How to Decide Between TDD vs BDD vs ATDD vs DDD

Kaustav Singha Roy — Sat, 01 Apr 2023 19:19:32 +0000

Many of us struggle to understand the different philosophies of development. There are quite a few ways to develop software in the market today. As a testing professional this is important for me so this is my take from my experience on this topic.

Test Driven Development (TDD)

This is perhaps the oldest of the method here and was developed in the late 1990s.

Unit Testing is the driving force here. Rather than writing the code and then testing, first it is tested. This will obviously fail and then code will be written and tested again. This process will keep repeating till the test is successful.

Test cases are typically automated in same language as the implementation language.

The steps involve –

· Writing unit test cases in collaboration between developers and testers

· Executing test cases

· Coding to address issues

· Executing test cases again and so on..

· Testers can do integration tests once Unit test is successful.

Behavior Driven Development (BDD)

This method started getting popular in the early 2000s and acceptance testing is the focus here. This is driven from the purpose of focussing on the expected behavior so that both technical and non-technical people are on the same ground. Typically implemented using many available tools in the market like Cucumber, Quantum, SpecFlow, JBehave etc.

Typically the test cases would be written in a language called Gherkin which follows a Given, When, Then format of specifying anything. Tests are written at scenario level and clearly maintained in feature files.

The end goal is to have a test case in natural language yet in a standard format. This can be understood and implemented by everyone working in the team and ensures end goal is met.

The steps involve -

· Identify the scenario for BDD

· Write the feature file in Given, When, Then format

· Run the feature file in appropriate language

· Check the test results of the run and fix the errors.

· Redo the process

Acceptance Test Driven Development (ATDD)

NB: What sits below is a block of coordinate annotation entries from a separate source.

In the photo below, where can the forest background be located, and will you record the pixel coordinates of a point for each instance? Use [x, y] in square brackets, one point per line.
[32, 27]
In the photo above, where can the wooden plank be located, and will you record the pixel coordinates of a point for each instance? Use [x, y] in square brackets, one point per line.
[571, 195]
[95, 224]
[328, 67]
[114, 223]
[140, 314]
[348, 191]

This also came into focus in the early 2000s. Acceptance testing is again the focus here as the name suggests but the purpose is clear capture of the requirements. This is also usually written in Gherkin and typically the tools used in BDD can be used here also. This brings customers to the testing table even before development has begun.

There are few situations where ATDD can do wonders. As the end goal is very clear to everyone, estimate are more accurate and collaboration improves in the team. It can help when technical debt is high in the project.

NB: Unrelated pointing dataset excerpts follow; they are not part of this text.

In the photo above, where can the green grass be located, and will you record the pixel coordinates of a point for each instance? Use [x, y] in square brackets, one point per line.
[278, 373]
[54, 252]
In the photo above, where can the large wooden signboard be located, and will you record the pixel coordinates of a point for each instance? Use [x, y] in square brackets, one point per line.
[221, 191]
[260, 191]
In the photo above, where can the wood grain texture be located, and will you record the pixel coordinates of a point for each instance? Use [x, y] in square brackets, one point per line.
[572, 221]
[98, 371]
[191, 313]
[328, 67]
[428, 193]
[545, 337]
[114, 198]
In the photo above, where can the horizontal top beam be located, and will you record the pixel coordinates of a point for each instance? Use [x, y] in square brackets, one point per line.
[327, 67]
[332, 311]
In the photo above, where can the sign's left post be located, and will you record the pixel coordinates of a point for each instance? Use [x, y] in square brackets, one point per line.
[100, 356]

ATDD can be effective in reducing rework also due to clarity and save time. It reduces many problems Agile teams typically face.

The steps involve –

· Train the stakeholders on objectives and expectations

· Write the acceptance test cases

· Implement iterative learning

Domain Driven Development (DDD)

Understand the big picture and end goal. Once that is clear, decompose it into smaller deliveries and follow usual SDLC for the smaller pieces. This is the gist of domain driven development which came after all the other methods. This is not replacing any of the above methods but working in tandem with them to improve the process.
Summary

So do these methods exist separately? Is it a choice to pick one of them or all together?

It depends on the project but for a reasonably big one, all of them can be used together. In fact for best results, it may be good to combine some of them together and not just pick one.

Start with the big picture by doing DDD
Once decomposed into smaller pieces, go with BDD or ATDD or both as required
Once further decomposed into unit level, developers need to work with TDD

There may be training period for the team to get accustomed to this but once there, the development process can improve and reduce issues as well.